Asked if Iran is arming Houthi militants who have unleashed dozens of drone and missile attacks on commercial ships in the Red Sea and Gulf of Aden in recent months, Amir Saeid Iravani said: “Not at all.”

The diplomat added that the Houthis “have their own weapons” and that Iran does not issue instructions on how they should use them.

Describing Iran’s relationship with armed groups that Tehran calls the “Axis of Resistance,” Iravani said his government has something akin to a “defense pact” with the groups that he compared to the NATO alliance.

For more on this story, tune in to “NBC Nightly News with Lester Holt” tonight at 6:30 p.m. ET/5:30 p.m. CT or check your local listings.

“We are not directing them. We are not commanding them. We have a common consultation with each other,” Iravani said.

But he said Iran does arm Hamas and other Palestinian militants, though those groups make their decisions as well. 

The envoy said Iran played no part in the Oct. 7 Hamas attack on Israel, which killed some 1,200 people, many of them civilians. 

“We have not participated in this decision. It was the Palestinian decision and the Palestinian implementation. We have … no role in this case,” he said.
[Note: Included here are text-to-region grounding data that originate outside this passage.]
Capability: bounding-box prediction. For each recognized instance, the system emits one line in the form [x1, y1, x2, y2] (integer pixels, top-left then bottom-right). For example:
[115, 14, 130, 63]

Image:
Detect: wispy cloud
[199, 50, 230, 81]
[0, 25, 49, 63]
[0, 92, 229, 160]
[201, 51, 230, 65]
The United States and other governments have long accused Iran of arming, training and financing a network of proxies in Lebanon, the Gaza Strip, Iraq, Syria and Yemen, citing recovered weapons manufactured in Iran and the presence of advisers from Iran’s Revolutionary Guards. The Defense Intelligence Agency on Tuesday said an analysis of publicly available images shows the Houthis are using Iranian-made ballistic missiles and drones to target commercial shipping in the Red Sea.

Iravani said that Iran wanted to “calm the situation” in the Middle East and that the best path to lowering tensions was to forge a cease-fire between Israel and Hamas.

“We don’t want crisis in this region,” he said.

But he said that Iran would not be cowed by threats from the U.S. and that it was prepared to defend itself if necessary.

“I think that the language of threat will not work against Iran. The language of cooperation and respect will work against Iran,” he said. “If you think that Iran has fear from the threats, you are absolutely wrong.”